I wonder whom he means by “friends. ” Bartie? Probably, even though if you asked Bartie, I’m sure he wouldn’t have applied the term “friend” to Luthor. Luthor has been living at the Hospital as long as anyone—in fact, I think he was one of the first Doc selected to move in. Even so, he’s always been stand-offish at best.
I shoot him a quick smile. “I’m glad to be your friend,” I say. “Would it be okay if I still call you Luthor, though? It—suits you. ”
He turns back to his floppy, but he can’t hide his smile.
At the end of the second week, Victria taps on my bedroom door. It zips open before I have a chance to get up from my desk and answer her knock.

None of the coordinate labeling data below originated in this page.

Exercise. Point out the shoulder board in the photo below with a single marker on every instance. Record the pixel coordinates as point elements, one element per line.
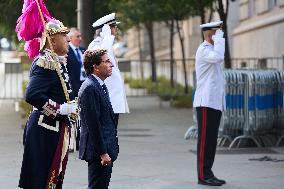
<point>46,64</point>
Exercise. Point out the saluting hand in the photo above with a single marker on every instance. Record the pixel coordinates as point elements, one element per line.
<point>106,31</point>
<point>219,34</point>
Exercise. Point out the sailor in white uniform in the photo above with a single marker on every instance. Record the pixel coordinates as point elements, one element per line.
<point>209,99</point>
<point>107,27</point>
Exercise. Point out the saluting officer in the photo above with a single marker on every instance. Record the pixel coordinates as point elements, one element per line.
<point>47,131</point>
<point>106,28</point>
<point>209,99</point>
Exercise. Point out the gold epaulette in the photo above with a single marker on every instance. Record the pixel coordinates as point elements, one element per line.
<point>46,64</point>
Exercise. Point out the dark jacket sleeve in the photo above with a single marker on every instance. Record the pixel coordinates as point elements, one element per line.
<point>90,107</point>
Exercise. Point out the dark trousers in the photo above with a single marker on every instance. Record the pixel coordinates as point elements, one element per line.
<point>208,120</point>
<point>98,175</point>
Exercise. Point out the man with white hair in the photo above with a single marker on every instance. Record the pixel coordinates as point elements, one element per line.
<point>106,31</point>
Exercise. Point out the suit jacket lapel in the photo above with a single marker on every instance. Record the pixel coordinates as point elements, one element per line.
<point>103,94</point>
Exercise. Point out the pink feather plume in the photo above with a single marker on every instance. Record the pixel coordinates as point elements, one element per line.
<point>30,27</point>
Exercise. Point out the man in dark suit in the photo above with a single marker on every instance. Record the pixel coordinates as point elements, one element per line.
<point>98,139</point>
<point>75,67</point>
<point>76,74</point>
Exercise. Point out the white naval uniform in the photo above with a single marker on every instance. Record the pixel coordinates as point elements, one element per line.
<point>210,88</point>
<point>114,83</point>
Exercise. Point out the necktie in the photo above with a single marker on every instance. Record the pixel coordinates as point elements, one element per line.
<point>78,57</point>
<point>105,90</point>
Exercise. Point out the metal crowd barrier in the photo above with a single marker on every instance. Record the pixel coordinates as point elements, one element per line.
<point>254,107</point>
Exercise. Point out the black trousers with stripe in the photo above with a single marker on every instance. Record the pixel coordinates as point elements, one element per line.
<point>208,120</point>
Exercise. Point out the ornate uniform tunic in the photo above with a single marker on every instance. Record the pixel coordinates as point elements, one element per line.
<point>46,135</point>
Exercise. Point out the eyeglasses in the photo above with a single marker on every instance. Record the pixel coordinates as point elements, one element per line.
<point>106,61</point>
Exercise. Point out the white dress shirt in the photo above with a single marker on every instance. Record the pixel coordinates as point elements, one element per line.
<point>210,84</point>
<point>82,78</point>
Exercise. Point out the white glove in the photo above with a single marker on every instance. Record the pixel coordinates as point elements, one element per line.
<point>219,34</point>
<point>68,108</point>
<point>105,31</point>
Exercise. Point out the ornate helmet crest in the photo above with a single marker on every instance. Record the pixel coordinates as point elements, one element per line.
<point>35,24</point>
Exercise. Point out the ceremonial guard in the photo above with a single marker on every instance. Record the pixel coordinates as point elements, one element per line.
<point>209,99</point>
<point>47,132</point>
<point>106,29</point>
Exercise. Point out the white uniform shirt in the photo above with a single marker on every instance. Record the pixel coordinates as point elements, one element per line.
<point>210,86</point>
<point>114,83</point>
<point>83,73</point>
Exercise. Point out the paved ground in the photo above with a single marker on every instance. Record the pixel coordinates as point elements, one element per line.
<point>153,154</point>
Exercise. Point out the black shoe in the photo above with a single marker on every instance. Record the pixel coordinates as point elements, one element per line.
<point>220,180</point>
<point>210,182</point>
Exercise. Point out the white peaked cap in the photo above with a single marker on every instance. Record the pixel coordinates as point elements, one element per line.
<point>108,19</point>
<point>211,25</point>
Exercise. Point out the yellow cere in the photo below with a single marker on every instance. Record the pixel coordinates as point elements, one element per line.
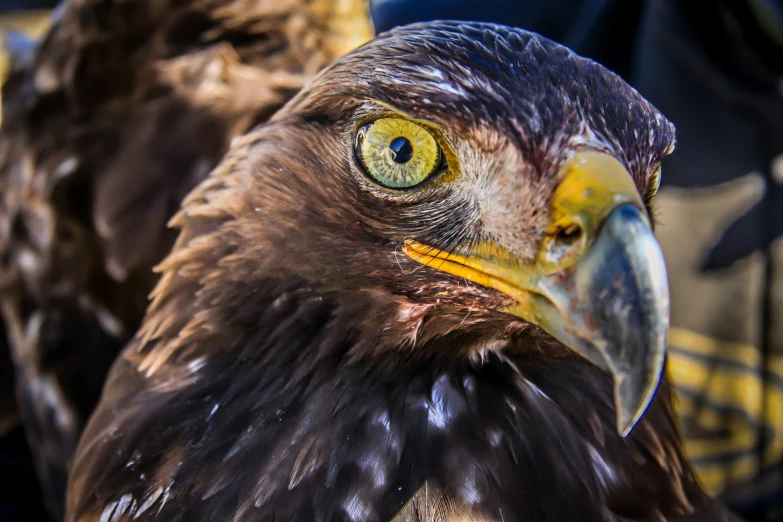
<point>655,184</point>
<point>398,153</point>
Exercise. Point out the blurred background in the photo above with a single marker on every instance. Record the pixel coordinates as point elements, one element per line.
<point>716,70</point>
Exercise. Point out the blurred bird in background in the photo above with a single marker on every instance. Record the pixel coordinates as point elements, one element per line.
<point>124,109</point>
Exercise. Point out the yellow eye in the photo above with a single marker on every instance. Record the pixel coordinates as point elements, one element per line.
<point>397,153</point>
<point>655,183</point>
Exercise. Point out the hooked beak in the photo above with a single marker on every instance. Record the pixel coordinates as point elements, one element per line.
<point>598,283</point>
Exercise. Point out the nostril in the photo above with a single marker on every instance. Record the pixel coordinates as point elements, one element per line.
<point>565,244</point>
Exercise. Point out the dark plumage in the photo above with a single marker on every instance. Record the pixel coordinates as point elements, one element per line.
<point>117,114</point>
<point>296,364</point>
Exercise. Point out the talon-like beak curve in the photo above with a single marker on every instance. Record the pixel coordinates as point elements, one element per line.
<point>598,283</point>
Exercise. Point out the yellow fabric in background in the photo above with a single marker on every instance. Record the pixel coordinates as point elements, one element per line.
<point>735,397</point>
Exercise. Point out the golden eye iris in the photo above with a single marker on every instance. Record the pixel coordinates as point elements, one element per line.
<point>655,183</point>
<point>398,153</point>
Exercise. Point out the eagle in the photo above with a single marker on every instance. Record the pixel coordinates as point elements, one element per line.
<point>426,289</point>
<point>420,285</point>
<point>108,122</point>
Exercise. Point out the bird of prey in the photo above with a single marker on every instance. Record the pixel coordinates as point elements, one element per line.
<point>426,289</point>
<point>116,114</point>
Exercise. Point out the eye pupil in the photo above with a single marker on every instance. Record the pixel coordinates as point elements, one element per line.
<point>401,150</point>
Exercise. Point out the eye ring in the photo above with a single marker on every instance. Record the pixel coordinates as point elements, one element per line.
<point>653,185</point>
<point>397,153</point>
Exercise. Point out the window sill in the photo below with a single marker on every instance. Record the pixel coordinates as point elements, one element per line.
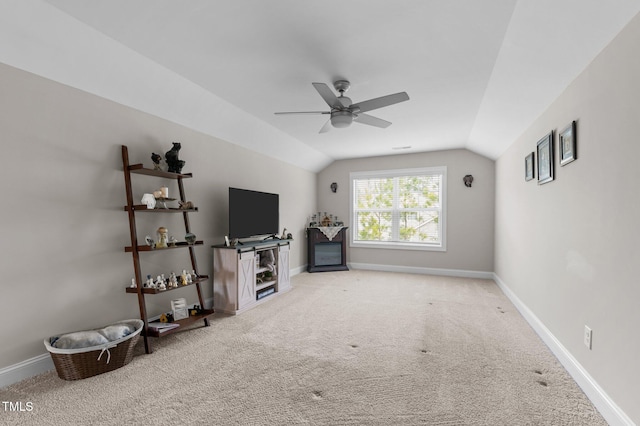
<point>398,246</point>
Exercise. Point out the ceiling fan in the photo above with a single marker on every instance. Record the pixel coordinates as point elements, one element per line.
<point>343,112</point>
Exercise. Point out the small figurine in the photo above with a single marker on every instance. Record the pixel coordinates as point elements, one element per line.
<point>156,158</point>
<point>162,237</point>
<point>174,164</point>
<point>173,280</point>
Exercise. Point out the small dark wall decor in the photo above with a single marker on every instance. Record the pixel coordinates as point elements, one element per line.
<point>171,156</point>
<point>530,166</point>
<point>567,142</point>
<point>545,159</point>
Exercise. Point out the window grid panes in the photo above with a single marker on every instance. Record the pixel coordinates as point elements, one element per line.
<point>402,207</point>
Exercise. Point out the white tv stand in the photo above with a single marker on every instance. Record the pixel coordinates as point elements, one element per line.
<point>240,283</point>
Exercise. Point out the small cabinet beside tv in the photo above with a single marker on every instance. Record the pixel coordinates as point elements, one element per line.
<point>240,282</point>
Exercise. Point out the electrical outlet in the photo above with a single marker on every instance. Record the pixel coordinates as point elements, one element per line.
<point>587,336</point>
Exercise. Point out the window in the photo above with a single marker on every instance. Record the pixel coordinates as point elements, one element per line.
<point>402,209</point>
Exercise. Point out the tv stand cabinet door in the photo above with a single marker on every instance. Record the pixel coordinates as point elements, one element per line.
<point>246,279</point>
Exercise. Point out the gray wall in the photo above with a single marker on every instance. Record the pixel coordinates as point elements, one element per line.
<point>470,214</point>
<point>569,249</point>
<point>64,228</point>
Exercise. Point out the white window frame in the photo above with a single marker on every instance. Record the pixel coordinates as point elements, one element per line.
<point>441,246</point>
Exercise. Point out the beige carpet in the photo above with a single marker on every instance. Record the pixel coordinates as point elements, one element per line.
<point>342,348</point>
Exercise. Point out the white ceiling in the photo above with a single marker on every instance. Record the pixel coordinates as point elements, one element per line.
<point>478,72</point>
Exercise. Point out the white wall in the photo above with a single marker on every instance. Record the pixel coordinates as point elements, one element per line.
<point>569,249</point>
<point>470,211</point>
<point>64,228</point>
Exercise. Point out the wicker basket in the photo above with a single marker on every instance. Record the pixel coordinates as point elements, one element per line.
<point>75,364</point>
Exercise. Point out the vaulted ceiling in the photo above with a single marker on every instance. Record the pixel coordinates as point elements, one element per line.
<point>478,73</point>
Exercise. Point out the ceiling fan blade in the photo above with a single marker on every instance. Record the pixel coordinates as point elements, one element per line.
<point>380,102</point>
<point>327,94</point>
<point>326,127</point>
<point>302,112</point>
<point>372,121</point>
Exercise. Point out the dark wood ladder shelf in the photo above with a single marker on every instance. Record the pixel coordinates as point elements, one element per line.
<point>135,249</point>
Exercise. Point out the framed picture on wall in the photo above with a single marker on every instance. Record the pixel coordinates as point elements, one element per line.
<point>530,166</point>
<point>567,142</point>
<point>545,159</point>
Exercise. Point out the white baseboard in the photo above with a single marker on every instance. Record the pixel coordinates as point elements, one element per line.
<point>298,270</point>
<point>426,271</point>
<point>605,405</point>
<point>25,369</point>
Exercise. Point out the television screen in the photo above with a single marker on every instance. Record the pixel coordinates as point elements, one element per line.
<point>253,213</point>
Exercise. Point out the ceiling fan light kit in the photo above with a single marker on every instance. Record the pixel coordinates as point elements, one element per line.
<point>343,112</point>
<point>341,119</point>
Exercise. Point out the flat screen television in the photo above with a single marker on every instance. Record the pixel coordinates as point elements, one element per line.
<point>253,214</point>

“ Don’t just come in! ” I say, jumping up.
Victria rolls her eyes and plops down on my unmade bed.
There are no locks on Godspeed. We don’t need them. The ship is so small that everyone respects privacy. On Sol-Earth, people had to worry about things like theft, but not here. Godspeed is perfectly safe.
Except from Victria when she wants to talk.
“ Seleeeeene,” she draws out my name.
“ Whaaaat?” I mimic her whine.
She crashes into my pillows dramatically. “I’m bored. ”
I shove aside the sheet music I’d been working on. “ Where’s Kayleigh?” I ask.
“ With Harley. ” Her voice drips with disdain, as if even his name disgusts her.
I glance to the window. “It’s nearly time for the solar lamp to go dark. They’re still working on their projects?”
Victria props herself up on her elbows. “I am certain that the one thing they’re not doing is working on their projects. ”
I let her words sink in. “Oh! ”
“ Well . . . ” I pause, careful about which words I use. “What about you and, uh, Bartie?”
“ He’s annoying,” she snaps, sitting up and tossing my pillow up in the air. She catches it, then stares at me. “What about you and Luthor?”
I shrug, not meeting her eyes.
“You’ve been working with him in the Recorder Hall a lot,” she adds, leaning forward.
“Yeah, but . . . ”
“Listen, be careful with him. ” She doesn’t meet my eyes; her whole demeanor has changed. She sets the pillow back on my bed, carefully smoothing it out and pretending like the simple task deserves her full focus.
“Luthor’s harmless. ” Even as I say it, I can hear the doubt in my own voice, the question seeking confirmation.
“ He’s . . . creepy,” Victria says. “I just . . . I worry. ”
“You don’t have to worry about me,” I say as I shove her off my bed. “It’s Kayleigh you should keep your eye on! ”
But the concern wrinkling Victria’s brow doesn’t fade as she leaves.
Someone knocks on my door before the solar lamp clicks on the next day. “Who is it?” I call, yawning. I pull my cotton tank top over the waist of my soft knit shorts and stagger blearily to the door. At least I know it’s not Victria; she’d have just barreled in before I had a chance to get up.